On the website, Radiant Physics IG lead Victor Iannello says that Mr. Godfey has concluded: “that the recovered aircraft debris from the beaches of East Africa could have originated from potential impact sites as far north as 20.5°S latitude.”

“He is recommending that a new subsea search cover the part of the 7th arc between 25°S and 20°S latitudes based on his new drift analysis,” says Mr. Iannello.

“As further justification for a new search to the north, he also cites the reconstructed flight path over Cocos Island ending at 22°S that we [IG] discussed in the previous post.”

Mr. Iannello says “the new drift analysis highlights the timing and location of the discovery of four parts that were found with barnacles still attached.”

Mh370 drift analysis
Drift analysis was done by Mr Godfrey

“These pieces are particularly important because the presence of marine life on a part suggests that the timing of the discovery was close in time to the arrival of the part.  Any marine life that is attached to a beached part either falls off or is picked off due to decomposition and scavenging, so the presence of barnacles is a good indicator that the part was recently beached.”

Mr. Iannello says that the four parts found with barnacles that were considered in the drift analysis were:

  1. The flaperon found on Reunion Island after drifting about 508 days
  2. The fragment of the engine cowling (“Roy”) found in Mossel Bay, South Africa, after drifting about 655 days
  3. The fragment of the cabin divider found on Rodrigues after drifting about 753 days
  4. The outboard flap found in Pemba, Tanzania, after drifting about 835 days

The drift analysis put together by Mr. Godfrey uses the database of buoy positions that are tracked as part of the Global Drift Program (GDP).

“The data sets from 96 buoys were used to build a model of the Indian Ocean with a spatial resolution of 1° of latitude and longitude, and 1 day of temporal resolution. Both drogued and undrogued buoys were considered,“ says Mr Iannello.

Prof. Pattiaratchi believes the debris is just outside an area already searched and would like a new wider search to focus on the latitudes from 28S to 36S to encompass both UWA’s and the CSIRO’s modeling.

He said the models used by CSIRO and UWA used all the available global sets of data and were more detailed, running at hourly intervals over a grid of 10kms. They also used data that exactly corresponded with the time of simulation.

“All of the smaller scale oceanographic features are well resolved in these models’’ he said. ‘”The IG drift information is from surface drifter tracks overaged daily over a grid of 100km.  These are very much lower spatial and temporal resolution than the oceanographic drift models and thus underestimate the actual velocities “

Prof.  Pattiaratchi said the IG tracks used data from a set of drifting buoys spread over many years since 1992. 

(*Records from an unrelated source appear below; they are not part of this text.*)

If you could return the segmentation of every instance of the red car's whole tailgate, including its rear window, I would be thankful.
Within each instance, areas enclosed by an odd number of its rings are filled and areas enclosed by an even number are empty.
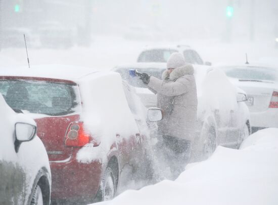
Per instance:
[[[30,115],[37,123],[37,135],[48,151],[50,161],[66,161],[72,147],[65,146],[69,124],[79,120],[79,88],[73,81],[5,76],[0,92],[16,112]]]

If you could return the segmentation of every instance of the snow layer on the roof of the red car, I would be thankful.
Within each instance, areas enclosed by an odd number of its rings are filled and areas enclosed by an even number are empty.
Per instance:
[[[0,69],[1,76],[23,76],[23,77],[42,77],[57,78],[64,80],[76,80],[100,70],[89,67],[70,66],[70,65],[37,65],[31,68],[16,67]]]

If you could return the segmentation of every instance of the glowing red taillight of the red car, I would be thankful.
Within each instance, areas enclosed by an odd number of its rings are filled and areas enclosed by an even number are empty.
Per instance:
[[[95,140],[83,127],[83,122],[70,123],[65,136],[66,146],[84,146],[85,144],[92,142],[94,146],[99,146],[100,142]]]

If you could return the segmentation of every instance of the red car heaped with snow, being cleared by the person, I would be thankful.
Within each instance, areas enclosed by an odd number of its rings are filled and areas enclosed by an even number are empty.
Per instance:
[[[43,65],[5,69],[0,79],[7,103],[37,123],[50,160],[53,201],[111,199],[123,185],[124,168],[136,171],[148,162],[146,119],[160,120],[162,113],[138,108],[118,73]]]

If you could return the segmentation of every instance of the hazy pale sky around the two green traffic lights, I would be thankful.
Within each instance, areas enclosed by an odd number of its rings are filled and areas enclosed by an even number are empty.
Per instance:
[[[92,34],[153,35],[169,38],[273,38],[278,30],[277,0],[0,0],[0,24],[34,27],[61,21],[60,26]],[[90,6],[89,6],[90,5]],[[233,17],[226,17],[232,6]],[[22,10],[22,11],[21,11]],[[91,18],[91,19],[89,19]],[[28,23],[26,23],[28,22]],[[58,24],[59,25],[59,24]],[[17,25],[18,26],[18,25]],[[278,31],[277,31],[278,32]]]

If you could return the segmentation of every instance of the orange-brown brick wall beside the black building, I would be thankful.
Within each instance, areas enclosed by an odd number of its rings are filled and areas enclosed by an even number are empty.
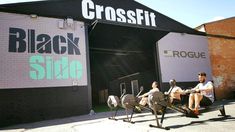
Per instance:
[[[205,30],[233,37],[208,37],[216,98],[231,98],[235,91],[235,18],[207,23]]]

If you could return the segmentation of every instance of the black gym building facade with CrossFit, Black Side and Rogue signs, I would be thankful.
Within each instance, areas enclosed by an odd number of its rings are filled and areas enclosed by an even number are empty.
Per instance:
[[[134,0],[0,5],[0,125],[88,114],[107,96],[197,73],[211,78],[204,33]],[[194,68],[192,68],[194,67]]]

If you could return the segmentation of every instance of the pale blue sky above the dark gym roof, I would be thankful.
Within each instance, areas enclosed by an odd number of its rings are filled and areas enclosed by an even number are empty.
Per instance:
[[[16,3],[38,0],[0,0]],[[235,0],[135,0],[189,27],[235,16]]]

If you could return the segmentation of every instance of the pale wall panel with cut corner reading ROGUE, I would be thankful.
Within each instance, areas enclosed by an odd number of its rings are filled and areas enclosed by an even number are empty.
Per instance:
[[[169,33],[157,43],[162,82],[198,81],[204,71],[212,79],[208,44],[205,36]]]

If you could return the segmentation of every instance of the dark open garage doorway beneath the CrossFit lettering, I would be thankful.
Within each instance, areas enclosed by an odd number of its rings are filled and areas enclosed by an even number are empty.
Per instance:
[[[89,31],[93,105],[105,103],[107,96],[120,96],[122,84],[132,94],[131,81],[138,92],[151,88],[158,79],[156,42],[167,32],[97,23]]]

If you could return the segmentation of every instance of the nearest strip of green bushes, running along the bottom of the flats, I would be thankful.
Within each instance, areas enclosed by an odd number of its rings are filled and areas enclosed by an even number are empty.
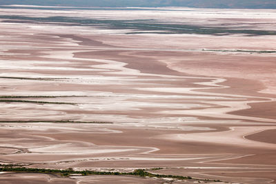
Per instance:
[[[29,168],[29,167],[10,167],[3,166],[0,167],[0,172],[31,172],[31,173],[43,173],[43,174],[60,174],[61,176],[70,176],[70,174],[81,174],[82,176],[88,175],[120,175],[120,176],[142,176],[142,177],[155,177],[155,178],[175,178],[177,180],[197,180],[197,181],[211,181],[211,180],[201,180],[197,178],[192,178],[190,176],[174,176],[166,174],[152,174],[146,172],[146,170],[135,170],[134,172],[99,172],[99,171],[90,171],[82,170],[75,171],[72,168],[67,170],[50,170],[50,169],[39,169],[39,168]],[[214,180],[213,180],[214,181]],[[219,182],[215,180],[214,182]]]

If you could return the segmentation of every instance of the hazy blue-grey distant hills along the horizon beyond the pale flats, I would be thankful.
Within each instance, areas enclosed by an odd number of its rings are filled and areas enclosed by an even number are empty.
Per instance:
[[[276,8],[276,0],[0,0],[0,5],[164,7],[193,8]]]

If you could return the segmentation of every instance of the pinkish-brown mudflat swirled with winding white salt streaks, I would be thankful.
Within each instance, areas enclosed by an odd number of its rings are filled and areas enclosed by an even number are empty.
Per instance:
[[[70,12],[39,11],[42,17]],[[110,18],[122,10],[93,11]],[[203,19],[201,11],[186,15]],[[34,16],[35,10],[5,12]],[[79,17],[89,13],[74,10]],[[145,19],[147,13],[139,12]],[[168,21],[166,16],[159,19]],[[217,24],[226,21],[214,12],[211,17]],[[247,21],[258,29],[262,22]],[[272,50],[268,40],[275,36],[118,32],[0,23],[1,163],[75,170],[161,167],[151,172],[275,183],[275,54],[202,50]],[[164,183],[130,176],[0,174],[7,183],[21,177],[37,183]]]

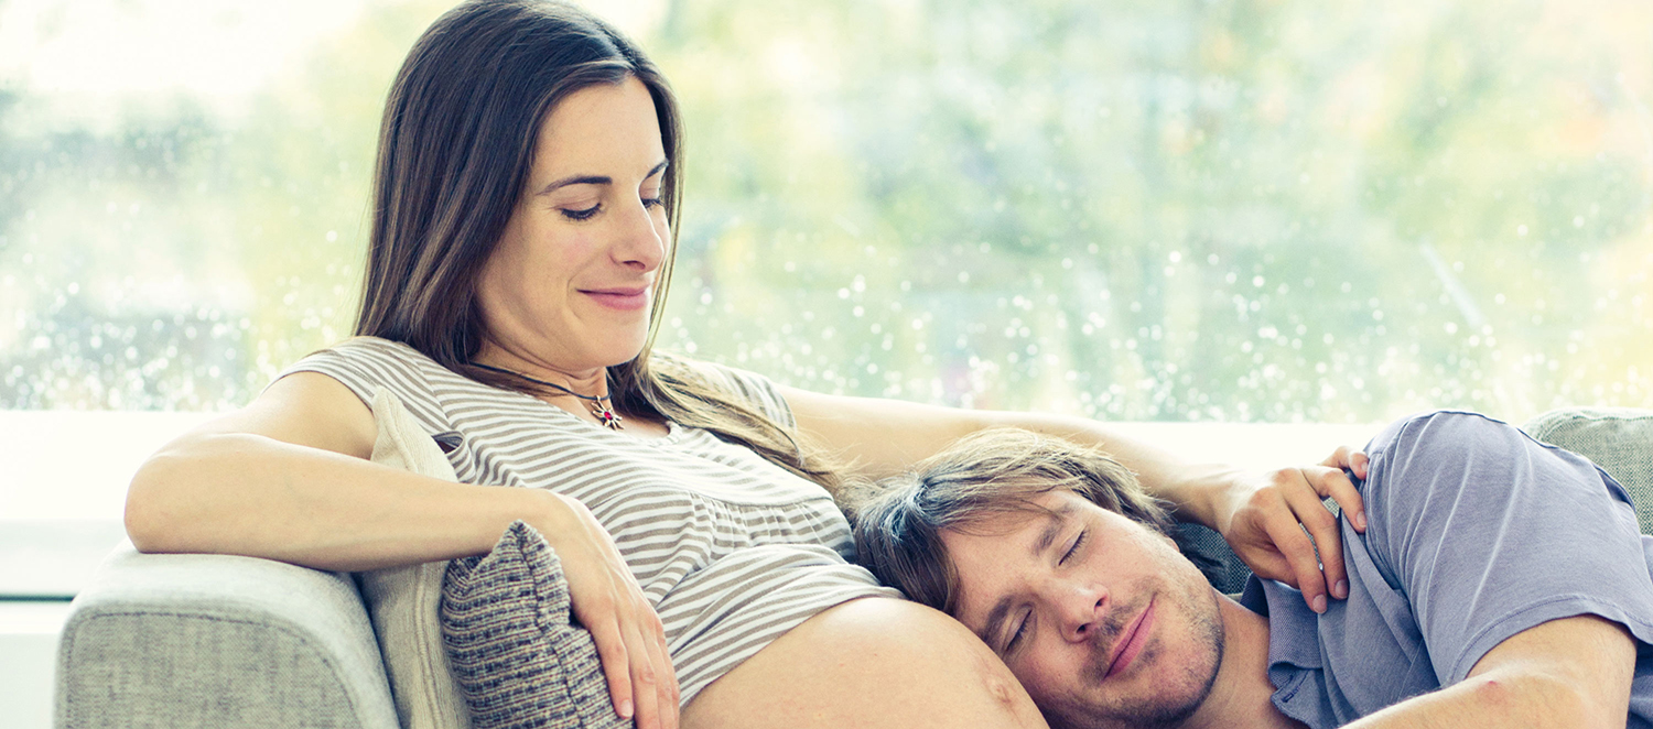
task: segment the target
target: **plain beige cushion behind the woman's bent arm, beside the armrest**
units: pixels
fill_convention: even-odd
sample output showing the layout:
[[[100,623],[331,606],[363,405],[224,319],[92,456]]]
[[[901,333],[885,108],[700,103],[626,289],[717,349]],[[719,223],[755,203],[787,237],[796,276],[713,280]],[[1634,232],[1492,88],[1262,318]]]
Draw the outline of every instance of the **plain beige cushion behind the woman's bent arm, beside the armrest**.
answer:
[[[458,481],[431,433],[387,388],[374,392],[374,463]],[[438,603],[448,562],[357,572],[403,729],[469,729],[471,716],[441,645]]]

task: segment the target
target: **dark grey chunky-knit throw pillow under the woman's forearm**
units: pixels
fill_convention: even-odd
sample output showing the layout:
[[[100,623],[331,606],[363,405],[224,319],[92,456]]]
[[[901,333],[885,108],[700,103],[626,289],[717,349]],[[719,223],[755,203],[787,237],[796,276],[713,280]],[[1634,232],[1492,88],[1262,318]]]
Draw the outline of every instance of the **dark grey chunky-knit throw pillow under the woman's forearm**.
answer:
[[[476,729],[628,727],[592,635],[572,622],[557,552],[517,521],[494,550],[448,564],[441,635]]]

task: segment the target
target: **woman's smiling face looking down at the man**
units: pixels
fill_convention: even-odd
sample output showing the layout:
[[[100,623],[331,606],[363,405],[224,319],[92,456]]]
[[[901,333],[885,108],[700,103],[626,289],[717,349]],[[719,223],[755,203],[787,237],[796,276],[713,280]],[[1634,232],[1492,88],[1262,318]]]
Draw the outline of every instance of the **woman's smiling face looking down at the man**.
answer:
[[[588,86],[559,102],[483,266],[479,359],[574,375],[636,357],[671,241],[665,177],[643,83]]]

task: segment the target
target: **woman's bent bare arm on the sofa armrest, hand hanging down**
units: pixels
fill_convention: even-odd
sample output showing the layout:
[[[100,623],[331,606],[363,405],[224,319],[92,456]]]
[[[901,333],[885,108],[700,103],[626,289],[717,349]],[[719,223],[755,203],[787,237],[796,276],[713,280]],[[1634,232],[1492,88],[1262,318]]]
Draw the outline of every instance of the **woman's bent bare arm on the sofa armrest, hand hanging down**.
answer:
[[[369,461],[374,415],[337,380],[283,377],[246,408],[164,446],[132,476],[126,531],[144,552],[215,552],[324,570],[484,554],[512,521],[557,550],[615,711],[678,726],[665,627],[584,504],[544,489],[473,486]]]

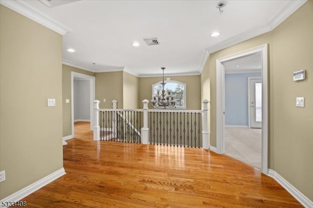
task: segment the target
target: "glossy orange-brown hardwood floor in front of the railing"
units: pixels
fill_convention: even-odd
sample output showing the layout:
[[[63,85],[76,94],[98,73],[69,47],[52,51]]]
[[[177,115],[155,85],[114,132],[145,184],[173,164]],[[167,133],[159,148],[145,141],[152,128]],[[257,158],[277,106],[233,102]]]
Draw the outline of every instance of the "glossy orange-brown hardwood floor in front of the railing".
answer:
[[[27,207],[302,207],[272,178],[228,156],[90,135],[67,140],[67,174],[22,199]]]

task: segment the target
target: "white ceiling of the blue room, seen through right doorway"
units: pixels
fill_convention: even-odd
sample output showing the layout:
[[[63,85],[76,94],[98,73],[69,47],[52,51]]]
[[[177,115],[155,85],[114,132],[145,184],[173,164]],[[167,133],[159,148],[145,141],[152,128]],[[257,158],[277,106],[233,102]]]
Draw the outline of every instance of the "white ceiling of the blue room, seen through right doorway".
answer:
[[[261,72],[261,53],[231,60],[229,62],[224,62],[223,65],[226,74]]]

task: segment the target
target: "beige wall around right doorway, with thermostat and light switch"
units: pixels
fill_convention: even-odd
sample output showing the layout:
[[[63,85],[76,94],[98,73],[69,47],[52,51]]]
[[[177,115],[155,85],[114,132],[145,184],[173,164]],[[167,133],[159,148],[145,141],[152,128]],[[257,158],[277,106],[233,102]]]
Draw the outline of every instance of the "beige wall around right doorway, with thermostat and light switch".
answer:
[[[268,43],[269,168],[313,200],[313,0],[273,31],[210,54],[201,74],[202,99],[211,101],[210,141],[216,146],[216,59]],[[306,69],[307,79],[292,81]],[[305,107],[295,98],[305,97]]]

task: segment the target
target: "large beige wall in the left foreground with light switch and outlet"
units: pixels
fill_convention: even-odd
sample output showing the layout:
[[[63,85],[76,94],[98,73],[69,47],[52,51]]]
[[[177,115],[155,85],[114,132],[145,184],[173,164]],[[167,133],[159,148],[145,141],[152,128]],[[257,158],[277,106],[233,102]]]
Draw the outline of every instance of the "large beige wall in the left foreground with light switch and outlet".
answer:
[[[62,36],[0,5],[0,45],[3,199],[63,167]]]

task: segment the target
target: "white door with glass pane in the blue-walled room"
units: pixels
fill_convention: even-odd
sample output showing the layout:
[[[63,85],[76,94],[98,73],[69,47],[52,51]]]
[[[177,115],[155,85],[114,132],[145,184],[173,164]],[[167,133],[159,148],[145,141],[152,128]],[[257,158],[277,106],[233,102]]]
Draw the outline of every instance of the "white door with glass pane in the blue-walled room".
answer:
[[[262,128],[262,80],[248,78],[249,83],[249,126]]]

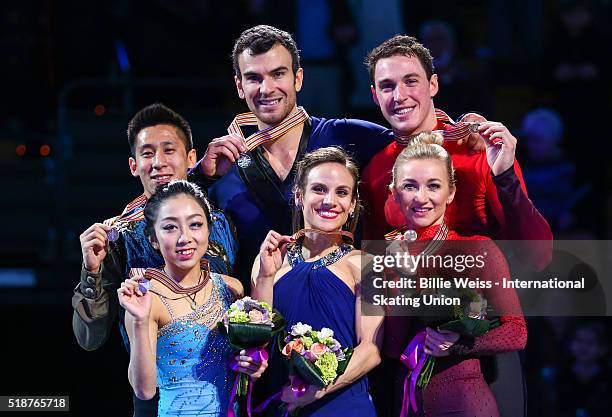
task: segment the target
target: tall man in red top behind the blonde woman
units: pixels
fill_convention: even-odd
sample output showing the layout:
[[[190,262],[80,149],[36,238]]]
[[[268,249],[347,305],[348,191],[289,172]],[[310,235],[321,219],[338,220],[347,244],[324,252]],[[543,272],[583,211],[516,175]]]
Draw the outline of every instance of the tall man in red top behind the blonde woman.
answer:
[[[429,50],[413,37],[398,35],[383,42],[370,52],[366,64],[374,102],[391,124],[396,141],[375,155],[362,174],[364,238],[382,239],[403,226],[399,205],[388,189],[391,168],[411,137],[438,130],[447,139],[444,147],[451,154],[457,178],[455,200],[447,210],[449,227],[463,235],[539,241],[519,246],[516,255],[537,270],[548,265],[552,255],[550,226],[527,198],[514,158],[516,138],[508,129],[484,118],[473,126],[458,126],[435,109],[438,77],[433,60]],[[472,115],[471,120],[475,119]],[[457,140],[469,127],[484,139],[486,152],[474,153]]]

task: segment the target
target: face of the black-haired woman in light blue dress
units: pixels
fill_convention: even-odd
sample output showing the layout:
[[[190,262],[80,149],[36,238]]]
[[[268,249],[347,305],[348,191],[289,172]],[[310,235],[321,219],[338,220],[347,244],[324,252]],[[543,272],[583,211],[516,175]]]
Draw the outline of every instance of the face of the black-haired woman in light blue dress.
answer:
[[[163,201],[153,226],[151,244],[159,250],[171,274],[200,268],[208,248],[204,209],[191,196],[179,194]]]

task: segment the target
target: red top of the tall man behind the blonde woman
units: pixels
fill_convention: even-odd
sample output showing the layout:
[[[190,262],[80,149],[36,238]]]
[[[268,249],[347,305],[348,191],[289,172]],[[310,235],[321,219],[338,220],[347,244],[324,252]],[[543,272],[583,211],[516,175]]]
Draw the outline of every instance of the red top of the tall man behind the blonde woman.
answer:
[[[434,130],[449,128],[451,125],[438,121]],[[364,239],[382,239],[405,223],[389,191],[393,164],[404,148],[397,142],[389,144],[363,170],[360,189],[365,207]],[[451,155],[457,180],[455,199],[446,210],[448,226],[466,236],[524,241],[521,243],[526,247],[517,250],[517,256],[537,270],[548,265],[552,232],[527,197],[518,162],[494,177],[485,152],[470,155],[465,146],[450,141],[444,143],[444,148]]]

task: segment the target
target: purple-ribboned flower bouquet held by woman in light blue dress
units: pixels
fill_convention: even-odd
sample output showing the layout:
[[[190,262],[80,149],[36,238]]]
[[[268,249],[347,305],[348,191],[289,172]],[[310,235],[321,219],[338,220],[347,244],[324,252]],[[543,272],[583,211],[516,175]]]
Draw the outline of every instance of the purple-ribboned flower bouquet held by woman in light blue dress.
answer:
[[[223,319],[217,323],[219,332],[226,336],[230,345],[236,350],[246,350],[246,355],[256,361],[267,360],[268,352],[265,346],[272,338],[285,328],[283,316],[272,309],[272,306],[264,301],[257,301],[250,297],[244,297],[230,305],[229,310],[223,315]],[[232,358],[230,367],[236,371],[237,361]],[[230,398],[230,409],[236,396],[249,396],[247,407],[250,408],[250,396],[252,386],[249,384],[249,376],[238,373],[234,381]],[[233,410],[228,415],[233,415]],[[247,411],[250,415],[250,409]]]

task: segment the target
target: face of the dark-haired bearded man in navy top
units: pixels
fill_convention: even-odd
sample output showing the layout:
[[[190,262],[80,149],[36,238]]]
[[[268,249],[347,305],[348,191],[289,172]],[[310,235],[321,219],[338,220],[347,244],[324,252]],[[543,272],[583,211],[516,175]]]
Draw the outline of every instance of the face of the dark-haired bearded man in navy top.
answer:
[[[246,100],[260,121],[260,128],[276,126],[296,109],[297,92],[302,88],[302,69],[294,75],[291,54],[276,44],[267,52],[239,58],[240,78],[234,77],[238,96]]]

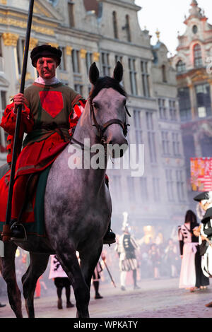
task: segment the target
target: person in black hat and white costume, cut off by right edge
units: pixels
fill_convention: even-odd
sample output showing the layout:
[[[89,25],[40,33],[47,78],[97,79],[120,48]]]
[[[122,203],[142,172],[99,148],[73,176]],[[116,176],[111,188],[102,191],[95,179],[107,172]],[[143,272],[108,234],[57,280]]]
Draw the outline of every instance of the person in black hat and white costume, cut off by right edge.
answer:
[[[205,191],[195,196],[194,201],[199,202],[197,209],[202,217],[201,227],[196,234],[199,235],[202,255],[201,268],[206,277],[212,278],[212,191]],[[212,302],[206,304],[206,307],[212,307]]]

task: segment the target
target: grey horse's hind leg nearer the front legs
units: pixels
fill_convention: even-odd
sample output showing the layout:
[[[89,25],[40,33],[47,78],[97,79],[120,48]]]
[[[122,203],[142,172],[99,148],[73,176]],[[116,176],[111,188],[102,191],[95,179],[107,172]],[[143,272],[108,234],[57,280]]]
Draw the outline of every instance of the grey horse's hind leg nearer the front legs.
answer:
[[[38,278],[45,272],[49,261],[47,254],[34,254],[30,252],[30,266],[22,277],[23,296],[25,308],[29,318],[35,318],[34,293]]]

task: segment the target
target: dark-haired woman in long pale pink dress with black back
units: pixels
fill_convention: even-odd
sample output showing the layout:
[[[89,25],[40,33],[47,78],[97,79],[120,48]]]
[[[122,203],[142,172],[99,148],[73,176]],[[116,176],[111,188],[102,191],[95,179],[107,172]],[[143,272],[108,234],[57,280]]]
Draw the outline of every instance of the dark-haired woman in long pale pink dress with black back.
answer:
[[[179,252],[182,258],[179,288],[190,288],[191,292],[194,292],[196,288],[209,285],[209,280],[201,269],[199,239],[194,235],[198,227],[195,213],[188,210],[184,225],[181,225],[178,231]]]

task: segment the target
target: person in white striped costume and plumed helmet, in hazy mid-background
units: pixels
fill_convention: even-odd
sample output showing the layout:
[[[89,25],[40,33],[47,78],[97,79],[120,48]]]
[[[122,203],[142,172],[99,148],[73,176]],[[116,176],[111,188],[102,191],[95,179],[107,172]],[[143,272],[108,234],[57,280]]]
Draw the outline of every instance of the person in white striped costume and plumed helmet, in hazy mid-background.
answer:
[[[130,234],[130,227],[127,223],[127,213],[123,213],[124,222],[123,222],[123,235],[119,237],[117,242],[117,246],[115,250],[119,255],[119,271],[120,271],[120,283],[121,290],[126,290],[126,273],[129,271],[133,272],[133,280],[134,280],[134,290],[139,289],[140,287],[137,285],[137,268],[138,263],[136,260],[136,249],[139,248],[134,237]]]

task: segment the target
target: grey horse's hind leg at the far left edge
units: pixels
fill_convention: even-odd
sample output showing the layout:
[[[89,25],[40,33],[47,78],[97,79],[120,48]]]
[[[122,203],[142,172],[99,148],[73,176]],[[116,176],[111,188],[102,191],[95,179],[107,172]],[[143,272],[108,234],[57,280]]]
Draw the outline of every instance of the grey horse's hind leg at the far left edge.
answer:
[[[6,281],[8,300],[11,309],[16,314],[17,318],[23,318],[21,310],[21,294],[16,280],[16,244],[8,242],[4,244],[4,257],[1,257],[0,269],[1,275]]]

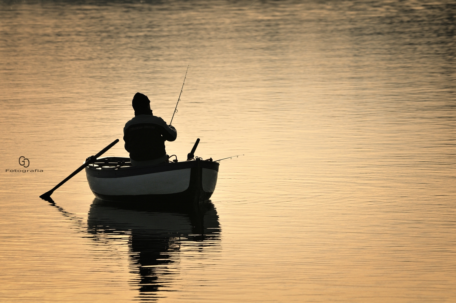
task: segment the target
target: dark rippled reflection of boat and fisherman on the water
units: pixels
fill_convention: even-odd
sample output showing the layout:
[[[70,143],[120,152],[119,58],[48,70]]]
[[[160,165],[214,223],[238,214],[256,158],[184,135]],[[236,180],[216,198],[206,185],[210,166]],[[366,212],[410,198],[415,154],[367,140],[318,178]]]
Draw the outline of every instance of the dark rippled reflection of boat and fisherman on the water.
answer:
[[[132,272],[140,276],[140,300],[158,299],[157,293],[175,279],[169,267],[180,257],[176,253],[181,252],[184,241],[192,241],[195,245],[191,246],[198,248],[192,254],[219,249],[218,215],[210,201],[150,209],[94,199],[87,225],[91,238],[105,244],[117,245],[114,241],[128,238]]]

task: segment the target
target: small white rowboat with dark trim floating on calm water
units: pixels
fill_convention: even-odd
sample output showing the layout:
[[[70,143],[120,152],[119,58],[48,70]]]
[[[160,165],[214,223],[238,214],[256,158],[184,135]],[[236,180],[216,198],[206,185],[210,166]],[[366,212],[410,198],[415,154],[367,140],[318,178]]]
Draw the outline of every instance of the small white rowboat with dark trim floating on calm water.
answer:
[[[103,157],[85,167],[98,199],[120,202],[202,202],[215,190],[218,162],[196,160],[132,166],[130,158]]]

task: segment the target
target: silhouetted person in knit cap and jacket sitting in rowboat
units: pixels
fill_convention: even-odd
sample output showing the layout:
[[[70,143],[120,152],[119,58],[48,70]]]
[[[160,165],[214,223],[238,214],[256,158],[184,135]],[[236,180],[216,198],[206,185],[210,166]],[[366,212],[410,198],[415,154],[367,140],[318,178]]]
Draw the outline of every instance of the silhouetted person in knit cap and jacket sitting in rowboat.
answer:
[[[168,162],[165,141],[176,140],[176,129],[152,115],[146,95],[136,93],[132,105],[135,117],[124,127],[125,149],[130,152],[131,164],[140,166]]]

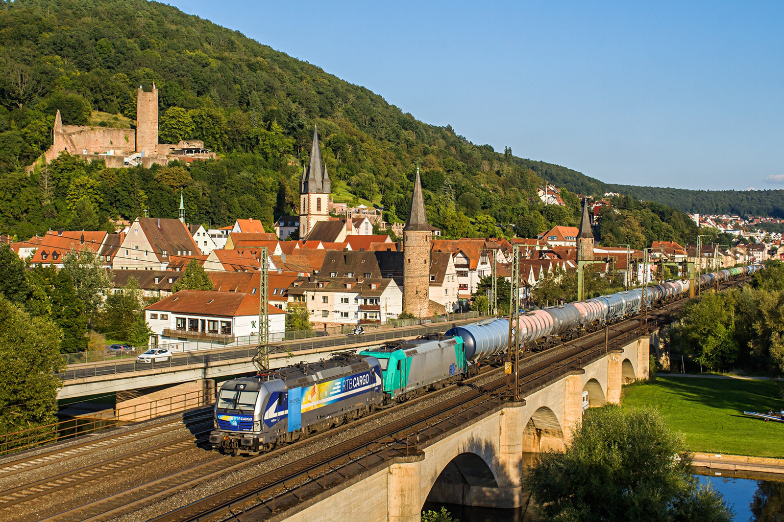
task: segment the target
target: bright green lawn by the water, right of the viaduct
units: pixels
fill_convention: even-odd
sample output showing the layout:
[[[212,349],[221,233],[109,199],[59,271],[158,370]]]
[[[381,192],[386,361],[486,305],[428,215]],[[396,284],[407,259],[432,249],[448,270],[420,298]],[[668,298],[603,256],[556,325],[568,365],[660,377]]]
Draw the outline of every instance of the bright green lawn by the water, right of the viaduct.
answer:
[[[784,423],[743,415],[782,409],[782,391],[771,380],[659,376],[624,387],[622,405],[655,406],[691,451],[784,457]]]

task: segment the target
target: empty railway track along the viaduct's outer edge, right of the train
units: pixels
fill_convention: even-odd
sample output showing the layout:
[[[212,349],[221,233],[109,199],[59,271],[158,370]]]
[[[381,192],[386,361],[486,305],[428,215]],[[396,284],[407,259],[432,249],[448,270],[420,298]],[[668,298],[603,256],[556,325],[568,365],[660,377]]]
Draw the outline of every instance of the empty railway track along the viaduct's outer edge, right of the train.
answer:
[[[720,285],[720,290],[745,283],[746,279],[724,283]],[[684,302],[685,299],[653,308],[644,316],[638,315],[608,326],[606,330],[569,341],[561,345],[566,349],[554,357],[546,356],[554,348],[539,352],[538,355],[543,355],[541,360],[520,370],[519,397],[606,355],[608,351],[639,337],[644,329],[658,327],[662,319],[683,308]],[[183,522],[245,520],[245,517],[248,520],[263,520],[280,509],[287,509],[303,499],[326,491],[329,484],[371,472],[395,456],[412,455],[426,441],[446,434],[470,419],[495,411],[514,398],[514,391],[510,393],[508,380],[501,369],[492,370],[492,373],[499,375],[499,378],[473,387],[456,398],[414,412],[386,426],[370,430],[361,437],[354,437],[151,520]]]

This resulted in spatial and temporal averaging biased towards a more northerly location due to lower mean currents.

“Also, models that CSIRO and UWA use indicated very distinct change in the velocities and the time to get to the western Indian Ocean when particles were released north of 28 °S,’’ he said. “There is a very clear difference in the drift patterns predicted by release points south of 28 °S compared to that further north.”